C'est également le seul endroit où les enfants peuvent s'exprimer publiquement, librement, ce qui est particulièrement crucial en ces temps difficiles.
"Ils ont soif de créer. A chaque fois qu'ils viennent, ils se posent cette question : est-ce qu'on va faire quelque chose aujourd'hui ? Alors, j'intègre la créativité dans nos cours. Par exemple, si on dessine, on apprend les couleurs en anglais ou d'autres mots apparentés."
Pour les adolescents du village, le défi est le plus difficile à relever. Le club de langue de Tetyana dispose d'un groupe senior pour eux, mais le village a peu à leur offrir, reconnaît Tetyana. Pour y remédier, en plus d’administrer la bibliothèque et de diriger un club de parole, Tetyana dirige le conseil des jeunes du village.

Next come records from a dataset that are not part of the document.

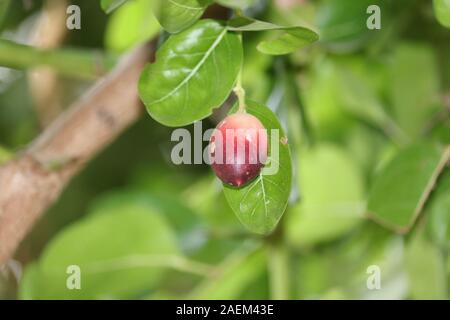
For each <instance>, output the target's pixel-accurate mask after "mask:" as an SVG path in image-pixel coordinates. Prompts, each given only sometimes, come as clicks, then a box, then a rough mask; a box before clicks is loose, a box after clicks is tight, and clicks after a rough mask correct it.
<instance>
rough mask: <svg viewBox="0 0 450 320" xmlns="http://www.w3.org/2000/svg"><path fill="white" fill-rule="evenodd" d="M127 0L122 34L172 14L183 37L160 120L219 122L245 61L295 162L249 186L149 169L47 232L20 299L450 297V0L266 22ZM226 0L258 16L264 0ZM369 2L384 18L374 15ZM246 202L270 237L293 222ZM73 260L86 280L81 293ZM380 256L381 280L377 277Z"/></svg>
mask: <svg viewBox="0 0 450 320" xmlns="http://www.w3.org/2000/svg"><path fill="white" fill-rule="evenodd" d="M125 2H126V1H119V0H116V1H106V0H103V1H102V5H103V7H104V8H105V9H106V10H108V11H111V12H112V16H111V18H110V22H109V26H108V28H107V31H106V44H107V47H109V48H110V49H114V50H117V51H124V50H126V49H127V48H129V47H130V46H132V45H134V44H136V43H139V42H142V41H145V40H146V39H148V38H149V37H151V36H153V35H155V34H156V33H158V32H159V31H160V28H161V27H160V25H161V26H162V28H163V29H164V30H166V31H167V32H169V33H170V36H169V37H168V39H167V40H166V41H165V42H164V43H163V44H162V45H161V47H160V49H159V51H158V54H157V59H156V62H155V63H154V64H151V65H149V66H148V67H147V68H146V69H145V70H144V72H143V75H142V79H141V84H140V88H139V90H140V94H141V96H142V98H143V100H144V102H146V105H147V107H148V109H149V112H150V114H151V115H152V117H154V118H155V119H156V120H158V121H159V122H161V123H162V124H164V125H167V126H170V127H173V126H182V125H188V124H191V123H193V122H195V121H197V120H200V119H204V118H206V117H208V116H209V115H210V114H211V112H212V110H213V108H215V107H218V106H220V104H221V103H222V102H223V101H224V100H225V99H226V98H227V97H228V96H229V94H230V92H231V90H232V87H233V85H234V82H235V80H236V77H237V76H238V73H239V71H240V69H241V66H242V65H243V66H244V67H243V83H244V87H245V88H246V90H247V95H248V96H249V97H250V98H252V100H256V101H267V103H266V104H267V106H268V107H265V106H264V105H262V104H261V103H257V102H253V101H248V103H247V104H248V112H250V113H251V114H253V115H255V116H257V117H258V118H260V119H261V121H262V122H263V123H264V125H265V126H266V127H267V128H281V127H283V128H284V129H285V130H284V131H283V132H284V133H283V134H284V135H286V136H287V137H288V140H289V144H290V147H291V150H287V148H286V149H285V150H283V149H282V145H280V150H282V153H283V154H282V155H281V160H280V161H281V162H283V163H282V164H281V167H283V168H284V169H285V170H280V172H279V174H278V175H276V176H272V177H270V176H267V177H266V176H264V175H263V176H261V178H260V179H257V180H255V181H254V182H253V183H252V184H250V185H249V186H248V187H245V188H243V189H238V190H236V189H229V188H223V187H222V186H221V185H219V184H218V182H217V180H216V179H214V178H213V177H212V176H211V174H210V173H209V174H203V175H199V174H198V172H196V173H195V174H194V175H190V174H187V173H186V172H184V173H183V172H176V173H174V172H173V171H172V169H168V168H167V166H164V167H161V165H160V164H159V165H154V164H147V165H146V166H145V168H144V169H143V171H142V170H139V171H137V172H135V173H134V175H135V178H134V179H132V181H131V182H129V185H128V186H127V188H126V189H125V190H120V191H118V192H115V193H112V194H109V195H107V196H105V197H103V198H100V199H97V200H96V201H95V203H94V204H93V205H92V206H91V209H90V210H89V211H90V212H89V215H88V216H87V217H86V218H83V219H81V220H80V221H78V222H76V223H74V224H72V225H71V226H69V227H67V228H64V229H63V230H62V232H61V233H60V234H59V235H58V236H57V237H55V238H54V239H53V240H52V241H50V243H49V244H47V245H46V248H45V250H44V253H43V254H42V255H41V257H40V259H39V260H38V261H37V262H35V263H33V264H31V265H30V266H28V267H27V269H26V271H25V276H24V279H23V281H22V282H21V285H20V287H21V288H20V289H21V290H20V291H21V297H24V298H46V297H51V298H55V297H58V298H73V297H81V298H136V297H137V298H152V299H158V298H218V299H234V298H268V297H272V298H279V297H287V298H322V299H326V298H385V299H390V298H393V299H399V298H415V299H423V298H448V284H449V281H448V279H449V272H450V260H449V258H448V250H449V248H450V232H449V230H450V183H449V182H450V172H449V169H448V163H449V160H450V149H449V144H450V139H449V137H450V124H449V120H448V119H449V117H448V115H449V113H448V104H449V102H448V91H449V89H450V63H449V62H448V61H450V59H449V58H450V47H449V45H448V43H450V41H449V39H450V33H449V30H448V29H446V28H448V26H449V25H448V21H449V19H450V5H449V3H448V0H447V1H446V0H434V1H433V3H430V2H429V1H422V0H414V1H411V0H376V1H374V0H346V1H339V0H323V1H317V2H312V1H311V2H309V1H308V2H307V3H305V4H303V5H299V6H294V7H293V8H292V9H290V10H281V9H277V8H275V7H274V6H269V8H268V9H267V8H266V10H263V13H260V15H259V16H258V18H261V19H264V20H267V21H273V22H274V23H276V25H275V24H272V23H267V22H262V21H261V20H255V19H253V18H247V17H244V16H243V13H242V14H241V15H240V16H239V17H238V18H236V19H231V20H230V21H228V22H226V23H225V22H217V21H212V20H200V21H199V19H200V17H201V15H202V14H203V12H204V11H205V10H206V8H207V7H208V6H209V5H211V4H212V1H201V0H197V1H195V0H192V1H180V0H176V1H175V0H174V1H162V2H159V1H156V0H136V1H129V2H128V3H125ZM216 2H218V3H220V4H221V5H225V6H229V7H233V9H239V10H242V9H244V13H245V12H249V11H250V9H249V8H252V6H253V5H258V3H260V2H261V1H256V0H255V1H225V0H221V1H216ZM163 3H166V4H167V6H162V4H163ZM169 3H170V4H169ZM177 4H178V6H177ZM180 4H183V5H184V6H181V7H180V6H179V5H180ZM371 4H377V5H379V6H380V7H381V8H382V29H381V30H377V31H371V30H368V29H367V28H366V19H367V14H366V8H367V7H368V5H371ZM239 5H242V6H243V7H236V6H239ZM247 5H248V6H249V7H247ZM112 9H115V10H112ZM181 9H183V10H181ZM433 9H434V12H435V15H430V13H431V12H432V10H433ZM180 10H181V11H180ZM150 11H152V12H154V13H155V18H154V19H153V18H152V17H151V15H149V14H148V12H150ZM131 17H132V18H131ZM174 17H176V18H174ZM178 18H179V19H178ZM298 21H302V22H303V21H305V23H304V24H303V23H302V26H303V25H305V26H306V25H309V24H311V25H317V30H318V31H317V32H318V33H320V42H319V43H318V45H315V46H308V48H307V49H306V50H300V51H298V50H297V49H298V48H302V47H304V46H305V44H309V43H311V42H313V41H315V40H316V39H317V36H316V32H314V31H311V29H310V28H305V27H279V26H289V25H298ZM131 23H133V26H136V28H132V29H133V30H130V28H124V27H123V26H124V25H127V24H131ZM278 25H279V26H278ZM124 30H127V32H125V31H124ZM246 31H251V32H249V33H246ZM240 33H244V39H245V41H243V42H241V41H240V39H239V34H240ZM286 53H291V54H290V55H289V56H282V57H279V56H277V55H278V54H286ZM214 57H215V59H216V62H214ZM244 57H245V59H244ZM216 68H217V69H216ZM168 70H170V71H171V72H167V71H168ZM193 71H194V72H195V73H192V72H193ZM187 75H188V76H187ZM189 75H190V76H189ZM217 75H219V76H220V83H219V82H215V81H216V79H218V78H219V76H217ZM180 83H183V84H188V86H184V85H183V86H181V85H180ZM155 88H157V90H155ZM211 92H213V93H214V94H211ZM191 93H192V94H191ZM446 95H447V96H446ZM185 101H189V103H187V102H185ZM231 112H233V111H231ZM147 120H148V119H147ZM129 141H131V139H130V140H129ZM127 150H129V149H127ZM290 153H291V154H290ZM0 158H1V156H0ZM106 160H107V159H106ZM106 160H105V161H106ZM0 161H1V160H0ZM291 168H292V172H293V173H294V174H293V175H292V174H291ZM173 181H176V183H175V184H174V183H173ZM291 182H292V186H293V187H292V188H291ZM291 189H292V190H291ZM261 190H264V194H266V195H269V198H267V199H264V200H261V195H262V194H263V193H262V192H261ZM288 198H289V200H290V201H288ZM242 199H244V200H245V201H242ZM266 200H269V201H268V202H266ZM230 208H231V209H232V211H234V212H235V213H236V214H237V216H238V217H239V219H240V221H241V222H242V223H243V224H244V225H245V226H247V227H248V228H249V229H250V230H252V231H255V232H257V233H267V232H269V231H270V230H272V229H273V227H274V226H275V225H276V224H277V223H279V226H280V233H281V236H280V234H276V235H273V236H271V237H267V238H266V237H263V238H260V237H255V236H253V235H252V234H251V233H249V232H248V231H247V230H245V229H244V228H243V227H242V226H241V224H240V223H239V222H238V221H237V219H235V217H234V215H233V212H231V211H230ZM253 210H255V211H257V213H256V214H255V215H254V216H253V217H254V219H252V218H251V215H250V216H249V212H250V213H251V212H253ZM268 212H269V213H270V214H269V215H268V217H269V219H266V213H268ZM284 212H285V213H284ZM283 213H284V214H285V218H284V219H282V220H280V218H281V215H283ZM255 217H256V218H255ZM243 239H245V240H243ZM266 244H268V245H266ZM72 264H77V265H79V266H80V267H81V270H82V279H84V280H82V290H80V291H77V290H67V288H66V279H67V276H68V275H67V274H66V268H67V266H68V265H72ZM370 265H377V266H379V267H380V269H381V272H382V274H381V275H382V283H381V284H382V288H381V289H380V290H374V291H371V290H368V289H367V286H366V280H367V276H368V274H367V268H368V266H370ZM83 270H85V271H84V272H85V274H83ZM84 276H86V278H84ZM283 278H284V279H283ZM286 279H287V280H286Z"/></svg>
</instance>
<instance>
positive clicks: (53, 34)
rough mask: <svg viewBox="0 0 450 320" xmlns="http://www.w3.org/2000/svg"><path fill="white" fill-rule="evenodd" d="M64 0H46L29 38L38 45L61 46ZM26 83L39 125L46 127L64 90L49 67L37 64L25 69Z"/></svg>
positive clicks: (66, 30)
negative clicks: (38, 119)
mask: <svg viewBox="0 0 450 320" xmlns="http://www.w3.org/2000/svg"><path fill="white" fill-rule="evenodd" d="M66 8H67V0H46V1H45V4H44V6H43V9H42V11H41V14H40V16H39V19H38V22H37V24H36V26H35V27H34V31H33V37H32V39H33V40H32V42H33V45H34V46H35V47H37V48H40V49H55V48H58V47H60V46H61V44H62V42H63V41H64V38H65V35H66V33H67V28H65V27H64V24H65V22H66ZM28 84H29V87H30V92H31V95H32V97H33V100H34V105H35V110H36V114H37V117H38V118H39V122H40V124H41V127H46V126H47V125H49V124H50V123H52V121H53V120H55V118H56V117H57V116H58V115H59V114H60V113H61V111H62V110H63V106H62V103H63V102H62V100H63V99H62V97H63V95H64V92H63V90H62V84H61V79H60V76H59V75H58V74H57V72H55V70H53V69H52V68H49V67H38V68H34V69H32V70H30V71H29V73H28Z"/></svg>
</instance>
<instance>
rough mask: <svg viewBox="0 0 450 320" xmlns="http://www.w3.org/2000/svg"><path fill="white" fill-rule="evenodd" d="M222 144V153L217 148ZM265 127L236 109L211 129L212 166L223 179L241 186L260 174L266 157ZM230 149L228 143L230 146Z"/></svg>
mask: <svg viewBox="0 0 450 320" xmlns="http://www.w3.org/2000/svg"><path fill="white" fill-rule="evenodd" d="M221 145H222V154H220V152H218V148H220V146H221ZM267 145H268V138H267V130H266V129H265V128H264V126H263V124H262V123H261V121H259V120H258V118H256V117H255V116H253V115H251V114H248V113H244V112H237V113H235V114H232V115H230V116H228V117H226V118H225V119H224V120H222V122H220V123H219V124H218V125H217V127H216V129H215V130H214V132H213V134H212V136H211V139H210V144H209V154H210V160H211V167H212V169H213V170H214V172H215V173H216V175H217V177H219V179H220V180H222V181H223V182H224V183H226V184H228V185H230V186H233V187H241V186H243V185H245V184H247V183H248V182H249V181H251V180H253V179H254V178H255V177H256V176H258V175H259V173H260V172H261V169H262V168H263V167H264V164H265V162H266V160H267ZM232 146H234V148H233V149H232V150H230V152H228V151H229V150H227V147H228V148H230V149H231V147H232Z"/></svg>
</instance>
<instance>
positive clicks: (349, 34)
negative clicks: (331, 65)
mask: <svg viewBox="0 0 450 320" xmlns="http://www.w3.org/2000/svg"><path fill="white" fill-rule="evenodd" d="M383 2H384V1H382V0H358V1H335V0H325V1H322V2H321V3H320V5H318V6H317V24H318V26H319V30H320V32H321V38H322V40H323V42H324V44H326V45H328V46H330V47H331V48H332V49H335V50H339V51H349V50H354V49H356V48H359V47H360V46H362V45H364V44H365V43H366V42H367V41H368V40H369V39H370V36H371V35H374V34H376V33H374V32H373V31H371V30H369V29H368V28H367V24H366V22H367V18H368V17H369V15H368V14H367V13H366V11H367V8H368V7H369V6H370V5H373V4H376V5H382V4H383ZM387 11H388V9H386V10H385V11H384V10H383V9H382V12H384V13H386V15H387ZM383 17H384V15H383Z"/></svg>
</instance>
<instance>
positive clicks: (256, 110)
mask: <svg viewBox="0 0 450 320" xmlns="http://www.w3.org/2000/svg"><path fill="white" fill-rule="evenodd" d="M234 111H236V107H235V109H234ZM247 112H248V113H250V114H252V115H254V116H255V117H257V118H258V119H259V120H260V121H261V123H262V124H263V125H264V127H265V128H266V129H267V130H268V131H267V133H268V137H269V154H268V161H270V162H269V163H267V164H266V167H265V168H264V169H263V170H262V171H261V174H260V175H259V176H258V177H257V178H256V179H255V180H254V181H252V182H251V183H249V184H248V185H246V186H244V187H242V188H233V187H230V186H228V185H224V192H225V197H226V198H227V201H228V203H229V204H230V207H231V208H232V209H233V211H234V213H235V214H236V216H237V217H238V218H239V220H240V221H241V222H242V223H243V224H244V226H246V227H247V228H248V229H249V230H251V231H252V232H256V233H260V234H268V233H270V232H272V231H273V229H274V228H275V227H276V225H277V224H278V221H279V220H280V218H281V216H282V215H283V213H284V211H285V210H286V206H287V202H288V198H289V195H290V191H291V176H292V168H291V155H290V151H289V144H288V143H287V141H286V136H285V133H284V131H283V129H282V128H281V125H280V123H279V122H278V119H277V117H276V116H275V114H274V113H273V112H272V111H271V110H270V109H268V108H267V107H265V106H263V105H261V104H259V103H256V102H253V101H247ZM273 129H274V130H278V132H279V135H278V140H277V141H273V140H272V137H271V130H273ZM283 141H284V142H283ZM274 143H276V144H278V148H279V154H278V155H273V154H272V153H271V148H272V144H274ZM270 168H272V169H276V168H278V170H274V172H271V173H270V174H269V170H268V169H270ZM275 172H276V173H275ZM273 173H275V174H273Z"/></svg>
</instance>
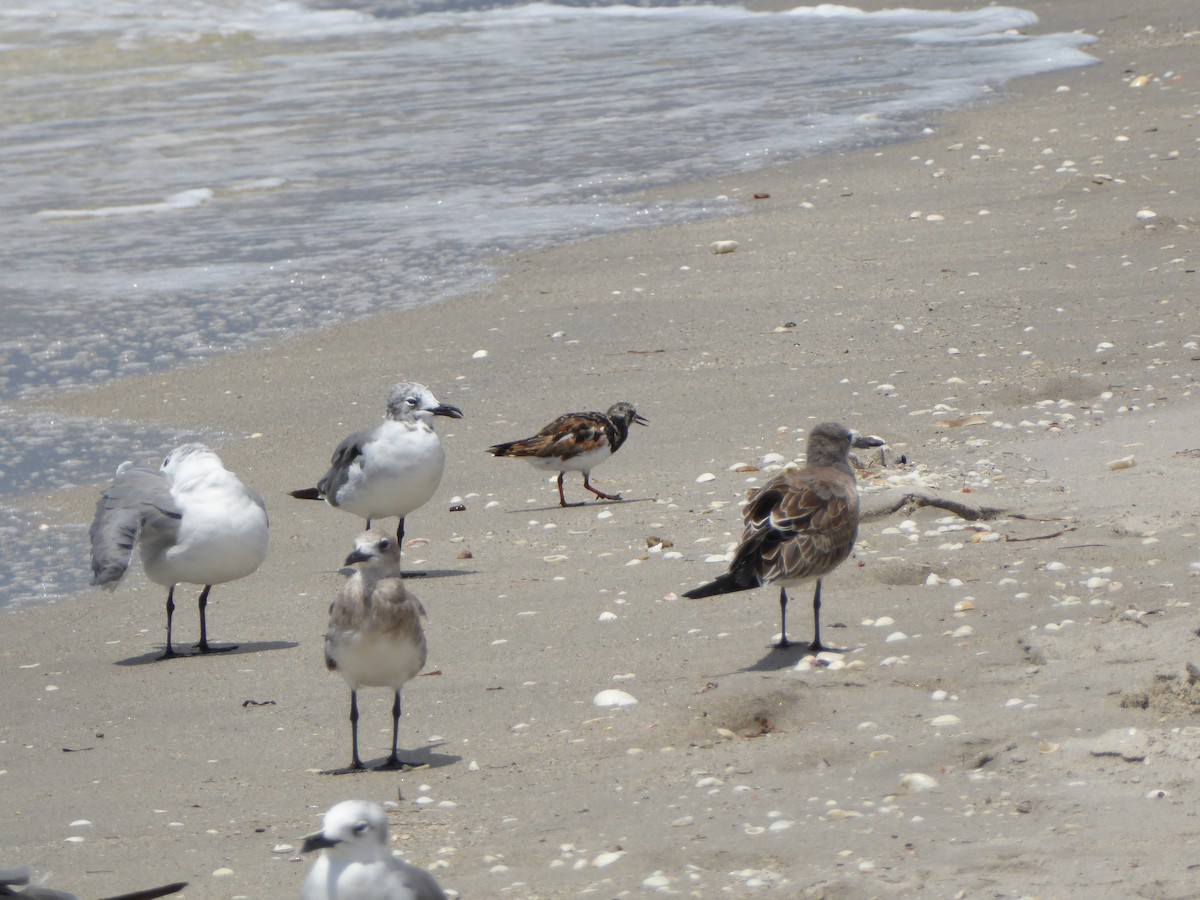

« Nous avons de nombreux projets formidables pour notre village et pour notre communauté. Mais ils sont freinés à cause d’un manque de moyens », regrette-t-elle. Certains projets sont au point mort en raison de l’état des bâtiments du village où des activités pourraient se dérouler, mais qui n’ont plus de toit. Le village a récemment reçu une subvention pour équiper un centre communautaire, mais il aurait besoin d'une autre subvention pour des travaux de restauration.
Si tout cela est difficile, les habitants de Prybuzke n'ont pour autant jamais perdu espoir, assure Tetyana. C’est ce qui a d’ailleurs motivé son retour et sa décision de rester et d'élever son enfant là où elle-même était née. Dans l’ensemble, dit-elle, le chagrin partagé des villageois les a même rapprochés.
"Tout cela nous a changé sur le plan émotionnel. Nous sympathisons désormais les uns avec les autres d'une manière qui n'existait pas auparavant, comprenant les problèmes qui nous sont tous arrivés. La même chose est vraie avec les enfants. Au début, ils avaient peur. Maintenant, ils comprennent aussi nos émotions, et estiment que nous formons tous une seule et même famille”.
Partager ses connaissances avec les enfants et les rendre heureux, c'est ce que Tetyana espérait transmettre, c’est ainsi qu’elle envisageait sa carrière. Même si ce nouveau travail est entré dans sa vie de manière inattendue, elle sent qu’elle est exactement là où elle doit être.
Après tout, ce sont les enfants qui perpétueront notre héritage et nos actes, c'est pourquoi Tetyana consacre son énergie à l'avenir malgré les défis du présent.